(Bloomberg) — President Barack Obama has written a game plan on health care for the next president, including a crackdown on prescription drug prices that may cut pharmaceutical manufacturers’ profits if adopted.
In a first for a sitting president, the Journal of the American Medical Association published a scholarly article on Monday by “Barack Obama, J.D.” that examines the passage of his landmark health law, the Affordable Care Act, and proposes future improvements to the U.S. health care system. Obama wrote that a government-run insurance plan, the so-called “public option,” should be made available to Americans buying coverage in parts of the country where competition is limited, and that subsidies to reduce insurance premiums in Obamacare should be more generous.
Despite the ACA, “too many Americans still strain to pay for their physician visits and prescriptions, cover their deductibles, or pay their monthly insurance bills; struggle to navigate a complex, sometimes bewildering system; and remain uninsured,” Obama wrote. “More work to reform the health care system is necessary.”

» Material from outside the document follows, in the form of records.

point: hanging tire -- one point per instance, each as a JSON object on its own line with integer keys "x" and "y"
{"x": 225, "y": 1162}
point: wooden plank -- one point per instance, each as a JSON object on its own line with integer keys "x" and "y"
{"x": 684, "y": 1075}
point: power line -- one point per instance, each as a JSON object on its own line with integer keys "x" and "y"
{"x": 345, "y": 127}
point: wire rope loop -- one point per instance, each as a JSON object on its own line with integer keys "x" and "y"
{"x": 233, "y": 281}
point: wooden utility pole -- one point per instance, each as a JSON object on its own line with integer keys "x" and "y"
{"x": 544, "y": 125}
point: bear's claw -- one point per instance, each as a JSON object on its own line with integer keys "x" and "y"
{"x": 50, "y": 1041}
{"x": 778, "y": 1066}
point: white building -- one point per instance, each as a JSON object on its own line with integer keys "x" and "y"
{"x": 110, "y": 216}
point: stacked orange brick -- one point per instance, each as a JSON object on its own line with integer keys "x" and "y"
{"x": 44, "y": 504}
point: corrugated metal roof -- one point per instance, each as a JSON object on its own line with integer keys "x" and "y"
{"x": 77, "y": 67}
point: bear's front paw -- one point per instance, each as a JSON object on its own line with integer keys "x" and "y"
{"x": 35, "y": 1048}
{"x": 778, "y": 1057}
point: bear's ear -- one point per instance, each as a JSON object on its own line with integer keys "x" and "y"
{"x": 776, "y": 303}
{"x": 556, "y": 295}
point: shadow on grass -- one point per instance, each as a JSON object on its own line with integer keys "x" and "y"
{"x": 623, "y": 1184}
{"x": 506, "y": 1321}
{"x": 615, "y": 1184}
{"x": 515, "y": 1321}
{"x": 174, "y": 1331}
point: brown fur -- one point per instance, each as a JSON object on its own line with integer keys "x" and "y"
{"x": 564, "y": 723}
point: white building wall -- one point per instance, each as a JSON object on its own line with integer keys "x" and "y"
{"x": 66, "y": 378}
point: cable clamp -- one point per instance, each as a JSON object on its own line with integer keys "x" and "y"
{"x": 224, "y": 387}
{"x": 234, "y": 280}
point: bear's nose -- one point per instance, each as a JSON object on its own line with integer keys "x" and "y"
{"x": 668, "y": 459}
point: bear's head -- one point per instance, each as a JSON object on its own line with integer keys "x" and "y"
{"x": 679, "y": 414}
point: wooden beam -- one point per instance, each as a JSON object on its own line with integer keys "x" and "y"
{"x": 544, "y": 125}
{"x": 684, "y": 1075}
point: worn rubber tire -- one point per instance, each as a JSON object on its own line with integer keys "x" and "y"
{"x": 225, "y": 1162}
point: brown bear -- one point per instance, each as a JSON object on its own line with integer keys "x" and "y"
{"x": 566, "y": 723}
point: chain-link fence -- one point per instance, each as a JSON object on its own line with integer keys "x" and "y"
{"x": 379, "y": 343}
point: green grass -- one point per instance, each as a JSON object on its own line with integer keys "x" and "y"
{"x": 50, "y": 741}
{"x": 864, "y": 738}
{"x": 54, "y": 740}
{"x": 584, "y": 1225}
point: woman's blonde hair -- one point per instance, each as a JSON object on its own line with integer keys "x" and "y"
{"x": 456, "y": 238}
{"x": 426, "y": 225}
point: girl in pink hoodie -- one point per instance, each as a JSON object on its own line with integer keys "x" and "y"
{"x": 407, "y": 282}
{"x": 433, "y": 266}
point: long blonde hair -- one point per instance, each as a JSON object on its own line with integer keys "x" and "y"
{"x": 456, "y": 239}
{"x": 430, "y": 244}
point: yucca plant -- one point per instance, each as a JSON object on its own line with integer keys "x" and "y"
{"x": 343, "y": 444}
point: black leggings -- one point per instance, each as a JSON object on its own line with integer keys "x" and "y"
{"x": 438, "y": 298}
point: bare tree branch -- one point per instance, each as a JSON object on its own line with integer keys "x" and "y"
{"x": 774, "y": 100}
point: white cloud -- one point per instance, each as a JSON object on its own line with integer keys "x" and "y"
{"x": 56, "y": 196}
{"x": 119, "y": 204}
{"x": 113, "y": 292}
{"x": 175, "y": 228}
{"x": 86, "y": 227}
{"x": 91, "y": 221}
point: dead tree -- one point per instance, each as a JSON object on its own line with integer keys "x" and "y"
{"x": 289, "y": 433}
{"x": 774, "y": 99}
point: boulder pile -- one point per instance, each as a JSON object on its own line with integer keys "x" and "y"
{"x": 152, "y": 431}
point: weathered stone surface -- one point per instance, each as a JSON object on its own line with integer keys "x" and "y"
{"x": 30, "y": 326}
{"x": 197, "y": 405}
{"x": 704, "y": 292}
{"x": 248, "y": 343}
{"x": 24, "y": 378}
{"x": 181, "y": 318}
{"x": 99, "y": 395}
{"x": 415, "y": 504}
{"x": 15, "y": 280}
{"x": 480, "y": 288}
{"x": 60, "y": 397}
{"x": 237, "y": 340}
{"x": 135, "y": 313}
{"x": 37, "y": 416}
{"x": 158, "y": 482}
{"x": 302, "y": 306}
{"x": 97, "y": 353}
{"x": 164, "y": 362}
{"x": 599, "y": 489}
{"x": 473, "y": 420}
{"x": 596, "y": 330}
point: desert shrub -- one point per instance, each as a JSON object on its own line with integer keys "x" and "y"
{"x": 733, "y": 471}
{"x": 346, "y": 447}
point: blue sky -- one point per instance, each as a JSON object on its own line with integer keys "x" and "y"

The article previews themes Obama will sound in the coming months, as he tries to shape the next phase of the long-running political battle over the appropriate role for government in the U.S. health care system, administration officials said.
The priorities Obama set in his article have strong support within his party. Presumptive Democratic presidential nominee Hillary Clinton and her rival in the presidential primaries, Sen. Bernie Sanders of Vermont, both called for the federal government to leverage its buying power to force lower prices from drug companies. Clinton also backs a public option for Obamacare in all states, and Sanders would go further, favoring a government-run universal health insurance program he calls “Medicare for all.”
Defense of Obamacare
In the article, Obama vigorously defended the ACA’s expansion of insurance coverage and said that “trends in health care costs and quality” under the law “have been promising.” About 20 million Americans have gained coverage since the law was enacted in 2010, he wrote, and average growth in spending per person in the Medicare program for the elderly and disabled “has actually been negative” from 2010 to 2014.
Since the law took effect, the portion of nonelderly Americans unable to afford health care dropped 5.5 percentage points and the share describing themselves as in poor or fair health dropped 3.4 points, he wrote.
The article includes 68 citations and endnotes, though it was not formally peer-reviewed and JAMA published it as a “special communication.” It grew out of an appraisal of Obamacare’s implementation that Obama ordered late last year, said Kristie Canegallo, a deputy White House chief of staff. She said the goal was to “point future policy makers in the right direction” on health care.
Obama chose JAMA as a “serious” and “fact-driven” forum, Canegallo said.
A group of senior editors at JAMA reviewed and critiqued the article and its factual claims, said Howard Bauchner, the journal’s editor-in chief. The article went through two formal revisions and additional editing over two months, he said.
“While we of course recognized the author is the president of the United States, JAMA has enormously high standards and we certainly expected the president to meet those standards,” Bauchner said in an interview.
The journal also published four editorials accompanying Obama’s article, including one by Obama’s first director of the Office of Management and Budget, Peter Orszag. “Fundamentally, the ACA is working,” he wrote.
Stuart Butler, a former official at the conservative Heritage Foundation who is now a researcher at the Brookings Institution, wrote that “some troubling trends in the ACA” had not been “adequately discussed” in Obama’s article.